To Gates, it is a combination of efforts across a wide plane. From shifting eating habits away from methane-gas intensive animal protein to simple conservation, we need to accelerate our efforts. But all this, even with a massive shift to alternative energy, will fall short. “Mr Gates' focus is on how technology can help us make that journey.
“Renewable sources like wind and solar can help us decarbonise electricity but, as Mr Gates points out, that's less than 30% of total emissions… We are also going to have to decarbonise the other 70% of the world economy - steel, cement, transport systems, fertiliser production and much, much more… We simply don't have ways of doing that at the moment for many of these sectors…
“The answer, says Mr Gates, will be an innovation effort on a scale the world has never seen before… This has to start with governments, he argues… At the moment, the economic system doesn't price in the real cost of using fossil fuels… Most users don't pay anything for the damage to the environment done by pollution from the petrol in their car or the coal or gas that created the electricity in their home… ‘Right now, you don't see the pain you're causing as you emit carbon dioxide,’ is how Mr Gates puts it… ‘We need to have price signals to tell the private sector that we want green products, he says.

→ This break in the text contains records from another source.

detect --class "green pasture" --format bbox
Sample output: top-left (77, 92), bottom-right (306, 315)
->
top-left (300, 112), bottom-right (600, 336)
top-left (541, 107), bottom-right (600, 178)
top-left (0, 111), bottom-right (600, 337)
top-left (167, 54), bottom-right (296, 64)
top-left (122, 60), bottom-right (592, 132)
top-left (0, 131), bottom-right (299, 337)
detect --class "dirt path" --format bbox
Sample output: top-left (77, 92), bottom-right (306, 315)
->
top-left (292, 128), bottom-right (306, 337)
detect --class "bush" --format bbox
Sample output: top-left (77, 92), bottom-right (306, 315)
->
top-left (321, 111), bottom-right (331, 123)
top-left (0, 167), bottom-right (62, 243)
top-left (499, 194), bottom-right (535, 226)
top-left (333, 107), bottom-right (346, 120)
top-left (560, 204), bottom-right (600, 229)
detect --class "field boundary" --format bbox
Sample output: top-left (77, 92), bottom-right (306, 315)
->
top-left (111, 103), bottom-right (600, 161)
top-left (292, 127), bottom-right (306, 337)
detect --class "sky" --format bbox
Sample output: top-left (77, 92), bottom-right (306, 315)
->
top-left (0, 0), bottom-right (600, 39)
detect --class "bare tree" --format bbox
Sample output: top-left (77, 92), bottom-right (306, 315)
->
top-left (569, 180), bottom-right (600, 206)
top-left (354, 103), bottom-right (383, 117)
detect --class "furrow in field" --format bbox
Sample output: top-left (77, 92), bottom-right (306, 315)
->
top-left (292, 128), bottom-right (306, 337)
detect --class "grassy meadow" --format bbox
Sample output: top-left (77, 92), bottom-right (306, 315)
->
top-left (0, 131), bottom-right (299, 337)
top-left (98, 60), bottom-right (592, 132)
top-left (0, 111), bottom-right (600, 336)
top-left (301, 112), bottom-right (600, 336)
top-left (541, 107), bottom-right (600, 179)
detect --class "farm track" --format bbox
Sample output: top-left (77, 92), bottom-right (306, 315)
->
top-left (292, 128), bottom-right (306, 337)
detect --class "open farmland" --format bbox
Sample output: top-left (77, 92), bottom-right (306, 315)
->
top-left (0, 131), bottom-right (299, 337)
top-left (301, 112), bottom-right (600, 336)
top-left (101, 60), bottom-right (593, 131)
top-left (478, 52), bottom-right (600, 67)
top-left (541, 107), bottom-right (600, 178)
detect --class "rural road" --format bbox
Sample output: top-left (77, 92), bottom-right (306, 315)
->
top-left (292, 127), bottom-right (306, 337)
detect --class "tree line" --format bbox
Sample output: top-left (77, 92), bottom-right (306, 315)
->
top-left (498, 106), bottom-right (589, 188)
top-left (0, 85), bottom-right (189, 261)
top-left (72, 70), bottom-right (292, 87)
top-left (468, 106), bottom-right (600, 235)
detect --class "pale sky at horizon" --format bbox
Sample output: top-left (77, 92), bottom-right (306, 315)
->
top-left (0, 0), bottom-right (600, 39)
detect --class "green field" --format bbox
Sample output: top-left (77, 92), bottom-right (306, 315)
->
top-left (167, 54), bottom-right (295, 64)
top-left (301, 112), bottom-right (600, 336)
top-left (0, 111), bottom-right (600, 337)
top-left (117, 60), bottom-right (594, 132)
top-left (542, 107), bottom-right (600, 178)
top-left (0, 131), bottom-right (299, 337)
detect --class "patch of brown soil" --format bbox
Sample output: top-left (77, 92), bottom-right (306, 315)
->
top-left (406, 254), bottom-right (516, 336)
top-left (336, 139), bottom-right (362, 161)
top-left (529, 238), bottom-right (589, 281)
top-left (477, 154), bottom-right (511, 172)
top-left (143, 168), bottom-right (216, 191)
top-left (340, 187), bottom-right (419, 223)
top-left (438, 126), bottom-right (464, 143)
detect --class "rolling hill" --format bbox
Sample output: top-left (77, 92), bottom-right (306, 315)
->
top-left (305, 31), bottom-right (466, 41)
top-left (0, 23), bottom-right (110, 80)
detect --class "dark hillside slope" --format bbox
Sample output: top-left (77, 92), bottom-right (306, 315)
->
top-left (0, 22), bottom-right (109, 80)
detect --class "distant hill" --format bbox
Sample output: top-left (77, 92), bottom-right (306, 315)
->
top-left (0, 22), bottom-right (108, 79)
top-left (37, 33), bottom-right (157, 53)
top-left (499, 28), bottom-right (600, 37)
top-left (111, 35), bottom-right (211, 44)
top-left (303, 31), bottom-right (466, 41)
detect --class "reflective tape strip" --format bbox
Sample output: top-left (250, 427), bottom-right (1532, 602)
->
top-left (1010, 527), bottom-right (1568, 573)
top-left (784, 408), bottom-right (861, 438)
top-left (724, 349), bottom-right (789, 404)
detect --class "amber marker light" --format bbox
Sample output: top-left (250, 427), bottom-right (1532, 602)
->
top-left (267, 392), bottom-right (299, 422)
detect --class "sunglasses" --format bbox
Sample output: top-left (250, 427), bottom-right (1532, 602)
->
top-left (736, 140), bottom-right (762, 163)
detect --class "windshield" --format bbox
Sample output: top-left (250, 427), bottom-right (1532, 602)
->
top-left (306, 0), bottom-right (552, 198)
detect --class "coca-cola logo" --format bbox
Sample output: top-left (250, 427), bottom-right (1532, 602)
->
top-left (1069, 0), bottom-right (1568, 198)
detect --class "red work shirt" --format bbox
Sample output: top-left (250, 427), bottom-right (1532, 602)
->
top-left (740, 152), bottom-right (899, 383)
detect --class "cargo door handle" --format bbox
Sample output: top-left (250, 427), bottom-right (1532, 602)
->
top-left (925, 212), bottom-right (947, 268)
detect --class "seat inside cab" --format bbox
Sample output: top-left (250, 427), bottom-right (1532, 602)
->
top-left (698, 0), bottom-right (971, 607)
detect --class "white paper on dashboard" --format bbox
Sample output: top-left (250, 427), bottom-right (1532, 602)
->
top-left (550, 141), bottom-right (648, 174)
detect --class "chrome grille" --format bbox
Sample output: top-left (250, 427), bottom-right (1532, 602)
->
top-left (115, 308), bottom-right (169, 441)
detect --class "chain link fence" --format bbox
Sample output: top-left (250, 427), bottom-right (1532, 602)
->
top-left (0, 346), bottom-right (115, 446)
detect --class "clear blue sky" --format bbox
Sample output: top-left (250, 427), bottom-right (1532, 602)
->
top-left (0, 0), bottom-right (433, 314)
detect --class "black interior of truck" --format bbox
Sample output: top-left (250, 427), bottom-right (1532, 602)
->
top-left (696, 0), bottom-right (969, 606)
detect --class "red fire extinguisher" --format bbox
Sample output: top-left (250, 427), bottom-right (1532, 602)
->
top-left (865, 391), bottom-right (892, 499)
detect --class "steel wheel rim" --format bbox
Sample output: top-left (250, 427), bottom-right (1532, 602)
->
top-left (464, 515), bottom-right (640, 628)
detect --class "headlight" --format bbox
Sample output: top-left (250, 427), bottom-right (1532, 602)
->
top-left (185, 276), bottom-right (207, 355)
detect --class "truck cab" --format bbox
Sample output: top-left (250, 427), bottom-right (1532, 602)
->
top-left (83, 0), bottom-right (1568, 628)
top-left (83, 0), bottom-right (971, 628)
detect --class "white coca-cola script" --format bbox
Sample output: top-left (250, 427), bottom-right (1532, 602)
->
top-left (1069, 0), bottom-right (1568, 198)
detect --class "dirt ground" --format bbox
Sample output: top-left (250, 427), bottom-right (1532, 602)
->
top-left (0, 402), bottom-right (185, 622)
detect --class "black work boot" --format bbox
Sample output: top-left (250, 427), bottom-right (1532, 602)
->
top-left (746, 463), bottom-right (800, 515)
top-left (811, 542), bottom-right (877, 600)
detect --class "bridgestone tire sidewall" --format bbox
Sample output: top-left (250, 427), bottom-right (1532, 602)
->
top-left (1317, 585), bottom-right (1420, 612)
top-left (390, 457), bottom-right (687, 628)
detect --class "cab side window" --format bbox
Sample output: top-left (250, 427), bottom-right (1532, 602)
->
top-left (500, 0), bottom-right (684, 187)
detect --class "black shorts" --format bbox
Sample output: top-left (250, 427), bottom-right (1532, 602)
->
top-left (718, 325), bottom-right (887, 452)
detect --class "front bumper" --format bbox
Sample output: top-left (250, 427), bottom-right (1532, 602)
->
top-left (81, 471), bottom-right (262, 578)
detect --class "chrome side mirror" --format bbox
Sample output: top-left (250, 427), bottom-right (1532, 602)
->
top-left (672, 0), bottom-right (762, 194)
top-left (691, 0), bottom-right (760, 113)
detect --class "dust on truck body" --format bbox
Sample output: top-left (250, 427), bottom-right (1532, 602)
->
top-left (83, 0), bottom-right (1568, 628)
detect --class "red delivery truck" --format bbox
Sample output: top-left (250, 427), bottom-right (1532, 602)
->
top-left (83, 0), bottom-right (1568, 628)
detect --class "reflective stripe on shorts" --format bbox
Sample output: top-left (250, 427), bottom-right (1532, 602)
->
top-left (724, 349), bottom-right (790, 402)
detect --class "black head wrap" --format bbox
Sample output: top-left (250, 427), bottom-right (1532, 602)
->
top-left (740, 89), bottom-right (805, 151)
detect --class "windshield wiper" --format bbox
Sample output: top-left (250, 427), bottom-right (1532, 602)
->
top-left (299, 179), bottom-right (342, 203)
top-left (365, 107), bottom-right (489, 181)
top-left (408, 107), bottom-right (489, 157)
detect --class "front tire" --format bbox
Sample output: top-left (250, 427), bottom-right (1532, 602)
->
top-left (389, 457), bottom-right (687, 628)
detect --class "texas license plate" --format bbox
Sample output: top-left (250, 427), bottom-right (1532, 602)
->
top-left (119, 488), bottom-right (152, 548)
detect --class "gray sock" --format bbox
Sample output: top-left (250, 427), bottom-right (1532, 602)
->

“That is going to require a huge investment by governments in research and development, Mr Gates argues, as well as support to allow the market for new products and technologies to grow, thereby helping drive down prices… [Gates states] he has always supported ‘the basic role of government in terms of roads and justice and education and scientific research.’
“And, on the climate issue, he maintains it will be impossible to avoid a disaster, particularly for those who live near the equator, without governments around the world getting behind the effort… This needs to be a ‘constant 30-year push,’ he maintains. ‘Business just can't change all that physical infrastructure unless the market signals are constant and very clear.’” BBC.com, February 15th.
But what is particularly interesting, even with conservation, is that Gates does not believe that the expansion of alternative energy, even if widely adopted and deployed, can generate what he sees is required to meet obvious energy demand. His answer? Take a closer look at nuclear power. If we were able to change the technology to reduce nuclear waste and eliminate meltdowns, reactors could be vastly safer. By not requiring extreme heat to create steam that drives turbines, maybe… If liquid sodium chloride, recycled within the system, replaced steam… if operating temperatures could drop significantly. If massive water-cooling systems were not required…
Gates has invested in a new company, TerraPower, that is on the brink of building just such a reactor, with a sizeable government grant. His engineers, he believes have done a ground up redesign of a nuclear reactor (pictured above) that just might fit the bill. But Gates is correct. Climate change must be global priority number one. Every aspect of this existential problem must be tackled at every level. Now. Some of this technology might be feasible today. There will be new systems, including new decarbonization industrial filters, that we have yet to see. We must figure out how to store electricity much more efficiently without using toxic metals in the process. And yes, America, there are millions and millions of jobs that will be created by this effort.
I’m Peter Dekom, and although our attention and resources are distracted at the moment by COVID-19, climate change continues to wreak accelerating damage everywhere on this planet.